You’re in love. Nowadays there are 2 big questions to pop. 1. The age old: Will you marry me? And the newer “Want to move in together”.

Both questions have huge financial implications.

Moving In Together

So, you and your partner have decided to move in together. This is the start of a beautiful common-law relationship. This is a big deal. With new legislation, if you and your partner are legally considered a common law marriage, in the event of a break-up, you may be entitled to or have to pay spousal or child support payments. Yes, even without the vows, common law relationships have financial implications.

Keep in mind, some of these rules change depending on what province you live in, so please check with local advisors to confirm the rules.

There are a lot of misconceptions regarding common law relationships, and I’m going to debunk the 3 biggest myths today.

Myth 1: You are considered legally “common-law” after 1 year of living together.

False. In Canada, this is only true for tax purposes. After living together for a year, you should be claiming taxes together as a household, but that’s it. To be considered a legal common-law marriage and qualify to benefit from any financial support provisions if you break up, you need to be common law for 2-3 years depending on where you live. If you and your common-law partner broke up after 1 year of cohabitating, neither partner would be on the hook to pay anything to anyone.

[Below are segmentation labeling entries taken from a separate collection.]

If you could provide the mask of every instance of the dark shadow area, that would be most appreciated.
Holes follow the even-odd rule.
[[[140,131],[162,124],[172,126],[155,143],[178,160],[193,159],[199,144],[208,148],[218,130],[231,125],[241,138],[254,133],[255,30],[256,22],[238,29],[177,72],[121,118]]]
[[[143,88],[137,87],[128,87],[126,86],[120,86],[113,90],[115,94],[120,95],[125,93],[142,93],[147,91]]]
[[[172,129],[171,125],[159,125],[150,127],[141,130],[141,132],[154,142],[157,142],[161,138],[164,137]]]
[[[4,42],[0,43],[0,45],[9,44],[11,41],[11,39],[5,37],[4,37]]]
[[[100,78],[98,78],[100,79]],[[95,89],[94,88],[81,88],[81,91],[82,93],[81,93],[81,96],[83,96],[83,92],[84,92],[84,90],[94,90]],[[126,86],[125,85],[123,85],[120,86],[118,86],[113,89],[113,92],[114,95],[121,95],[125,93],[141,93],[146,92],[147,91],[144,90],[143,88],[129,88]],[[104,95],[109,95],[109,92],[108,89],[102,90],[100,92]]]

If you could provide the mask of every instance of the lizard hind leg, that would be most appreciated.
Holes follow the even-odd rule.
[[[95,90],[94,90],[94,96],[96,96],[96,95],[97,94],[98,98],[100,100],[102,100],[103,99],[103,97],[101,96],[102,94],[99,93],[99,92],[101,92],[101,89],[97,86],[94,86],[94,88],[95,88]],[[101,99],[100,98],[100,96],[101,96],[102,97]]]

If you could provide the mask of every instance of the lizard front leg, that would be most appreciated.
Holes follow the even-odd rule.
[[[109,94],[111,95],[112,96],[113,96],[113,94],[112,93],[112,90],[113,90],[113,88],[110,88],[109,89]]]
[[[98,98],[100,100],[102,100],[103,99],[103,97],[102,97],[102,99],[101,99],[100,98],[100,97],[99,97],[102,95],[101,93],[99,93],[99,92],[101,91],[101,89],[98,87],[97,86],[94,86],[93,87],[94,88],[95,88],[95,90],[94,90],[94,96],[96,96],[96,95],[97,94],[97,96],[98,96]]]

Myth 2: You are responsible for debt if you share a bank account or move in together.

False. In Canada, married or common law, if you didn’t co-sign on a loan with your partner, it’s their debt, not yours. You are not responsible for paying back their debt.

Myth 3: Breaks ups are the same as Divorces.

False: Break-Ups may feel like a divorce, but financially and legally, they are very different. In a common law relationship, the property of each spouse is treated 100% separately. What is purchased by each partner, bank accounts, investments, even your house, belongs to the person that bought them. In a breakup, there is no legal requirement for assets to be split or shared. This is the biggest difference between a breakup and a divorce and one of the most important things to know for your own financial protection.

COMMON EXAMPLE: Let’s say you move into your partner’s house. They had the down payment and their name is on the deed. Even if you paid a portion of the mortgage and bills for 10 years, if you broke up, there is no legal requirement for your partner to pay you back or give you your fair share of that house, even though you’ve contributed. However, if you’ve lived together for over three years, you could take legal action and try to get a portion of money paid back to you as an equitable relief claim.

On the flip side, if you own the house, having someone move in with you for more than 3 years doesn’t legally bind you to pay them money if you break up, however, they are entitled to take legal action to try to get you to pay them a portion of the money they have contributed.